First, we could move them closer to biological reality. In fact, biophysical neural network models, with spiking neurons driven by ionic conductances and structural features derived from anatomical data, have a long tradition of their own in computational neuroscience (e.g., [143, 147, 148]). But only quite recently attempts have been started to infer such models more systematically through a loss function or statistically principled means from experimental data [149,150,151,152,153,154,155,156]. Such models, once trained, can often reproduce and predict physiological observations in quantitative detail [157, 158]. The trouble with such models is that they are much more complicated in structure and function than artificial NN models, and hence their training is even more tedious and computationally demanding than those of deep networks, without so far offering an apparent advantage from a pure data analysis point of view.
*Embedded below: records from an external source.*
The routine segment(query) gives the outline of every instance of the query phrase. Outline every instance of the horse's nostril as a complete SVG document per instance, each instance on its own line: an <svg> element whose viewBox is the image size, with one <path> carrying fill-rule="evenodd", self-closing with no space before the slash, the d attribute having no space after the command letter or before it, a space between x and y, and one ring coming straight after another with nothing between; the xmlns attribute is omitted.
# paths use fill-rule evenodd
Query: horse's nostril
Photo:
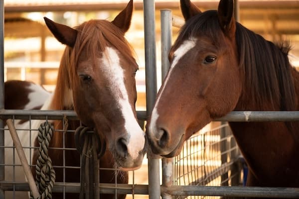
<svg viewBox="0 0 299 199"><path fill-rule="evenodd" d="M120 156L124 158L128 155L127 144L127 140L124 138L119 138L116 142L116 151Z"/></svg>
<svg viewBox="0 0 299 199"><path fill-rule="evenodd" d="M158 139L158 144L160 147L164 147L169 139L168 133L166 130L160 128L158 134L159 137L159 138Z"/></svg>

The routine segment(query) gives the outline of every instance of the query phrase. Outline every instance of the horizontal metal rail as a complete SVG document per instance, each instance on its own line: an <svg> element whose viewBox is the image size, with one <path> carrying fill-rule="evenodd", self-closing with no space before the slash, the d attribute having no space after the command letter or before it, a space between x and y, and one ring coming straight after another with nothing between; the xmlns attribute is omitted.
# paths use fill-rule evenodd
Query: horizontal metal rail
<svg viewBox="0 0 299 199"><path fill-rule="evenodd" d="M118 184L100 183L100 194L115 194L117 190L118 194L148 195L148 186L147 185L128 185ZM29 191L27 183L4 182L0 183L0 189L4 191ZM134 190L134 191L133 191ZM52 192L80 193L80 185L79 183L55 183L52 189Z"/></svg>
<svg viewBox="0 0 299 199"><path fill-rule="evenodd" d="M145 111L138 111L137 117L141 120L147 120L147 113ZM61 119L67 117L68 119L78 119L77 114L73 110L14 110L2 109L0 110L0 119Z"/></svg>
<svg viewBox="0 0 299 199"><path fill-rule="evenodd" d="M137 117L141 120L147 120L146 111L137 111ZM12 118L16 119L61 119L66 116L69 119L78 119L73 110L0 110L0 119ZM232 111L226 115L214 121L299 121L299 111Z"/></svg>
<svg viewBox="0 0 299 199"><path fill-rule="evenodd" d="M161 188L172 196L206 196L230 197L299 198L299 188L172 186Z"/></svg>
<svg viewBox="0 0 299 199"><path fill-rule="evenodd" d="M27 183L0 183L0 188L4 191L28 191ZM126 185L100 184L100 193L148 195L148 185ZM79 193L80 183L55 183L53 192ZM161 186L162 193L171 196L206 196L231 197L261 197L268 198L299 198L299 188L255 187L216 187L202 186L175 186L167 188Z"/></svg>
As a potential way forward, biophysically derived mean-field models which “summarize” the behavior of larger populations of neurons [159,160,161,162,163] could provide an intermediate step for parameter estimation.

Another development to be mentioned in this context is computational models of behavior, like reinforcement learning models, which are statistically inferred from the data in a maximum likelihood or Bayesian sense [152, 164,165,166]. Like biophysical networks, these models are also phrased in terms of semantically directly interpretable quantities, in this case action values, choice probabilities, rewards, and the like. While these models allow for mechanistic insight and computationally based assessment of behavior [167], on their own they lack the computationally expressive power of DNNs (often they are linear, for instance), and are not designed to be general-purpose data-analytical tools that could, e.g., easily incorporate other data modalities. They could be coupled to DNNs, however [10, 11].
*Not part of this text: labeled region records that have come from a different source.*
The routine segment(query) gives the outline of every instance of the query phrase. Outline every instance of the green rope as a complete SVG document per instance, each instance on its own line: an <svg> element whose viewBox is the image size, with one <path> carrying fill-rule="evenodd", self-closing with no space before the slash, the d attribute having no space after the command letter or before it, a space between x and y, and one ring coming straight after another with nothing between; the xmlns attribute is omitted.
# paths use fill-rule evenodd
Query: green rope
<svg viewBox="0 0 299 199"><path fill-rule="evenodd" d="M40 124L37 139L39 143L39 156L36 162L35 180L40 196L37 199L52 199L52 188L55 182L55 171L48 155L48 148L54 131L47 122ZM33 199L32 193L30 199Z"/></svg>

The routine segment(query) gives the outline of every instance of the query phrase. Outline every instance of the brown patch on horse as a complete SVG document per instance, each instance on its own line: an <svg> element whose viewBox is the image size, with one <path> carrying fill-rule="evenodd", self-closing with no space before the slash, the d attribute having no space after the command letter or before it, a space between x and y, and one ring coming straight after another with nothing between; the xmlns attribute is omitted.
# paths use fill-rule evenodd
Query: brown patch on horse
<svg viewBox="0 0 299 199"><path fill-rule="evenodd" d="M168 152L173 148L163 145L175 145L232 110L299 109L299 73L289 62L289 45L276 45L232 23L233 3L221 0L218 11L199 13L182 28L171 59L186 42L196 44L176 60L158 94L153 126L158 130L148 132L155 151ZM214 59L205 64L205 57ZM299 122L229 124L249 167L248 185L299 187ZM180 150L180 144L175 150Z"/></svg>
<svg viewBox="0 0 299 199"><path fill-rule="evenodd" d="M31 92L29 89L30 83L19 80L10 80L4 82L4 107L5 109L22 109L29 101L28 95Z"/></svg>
Second, instead of constructing biologically directly interpretable models, we could try to interpret the unit-activities and layer-activities in trained NNs in a biological and/or psychological context. For FNNs, several approaches have been established recently for probing and visualizing the representations constructed from the input data by successive hidden layers [168,169,170,171]. These approaches are sometimes similar to what in vivo electrophysiologists do, using specifically designed input stimuli to map out the “receptive fields” of hidden units [171]. This may yield interesting insights into the higher-level features the deep NN uses for predicting its targets. Indeed, CNNs trained on natural images have been shown to learn biologically plausible representations such as present in the ventral processing stream [145, 146, 172].

For RNNs, on the other hand, a natural framework for interpreting the activity evolution in these networks and relating them to brain processes is provided by dynamical systems theory [37, 162, 173, 174]. Mathematically, a RNN is a dynamical system, and as such will exhibit a range of phenomena like attractor states, oscillations (limit cycles), or chaos, that are found in neurophysiological activity as well, and that have long been assumed to be the underpinning of neural computation [174, 175]. In fact, most computational neuroscientists view neural information processing as fundamentally being implemented in terms of dynamical systems phenomena (for instance, working memory contents as attractor states [176], or decision making as noisy transitions between competing attractor states [177, 178]). RNNs may allow to extract this computationally relevant network dynamics directly from physiological recordings [173], even though their units and connection weights are mere abstractions of biophysical neurons and synapses.

In summary, although in past years NNs have been mainly used as sophisticated nonlinear tools for classification, regression, and prediction, a very exciting development is to employ them to also to gain insight into physiological, computational, and cognitive mechanisms.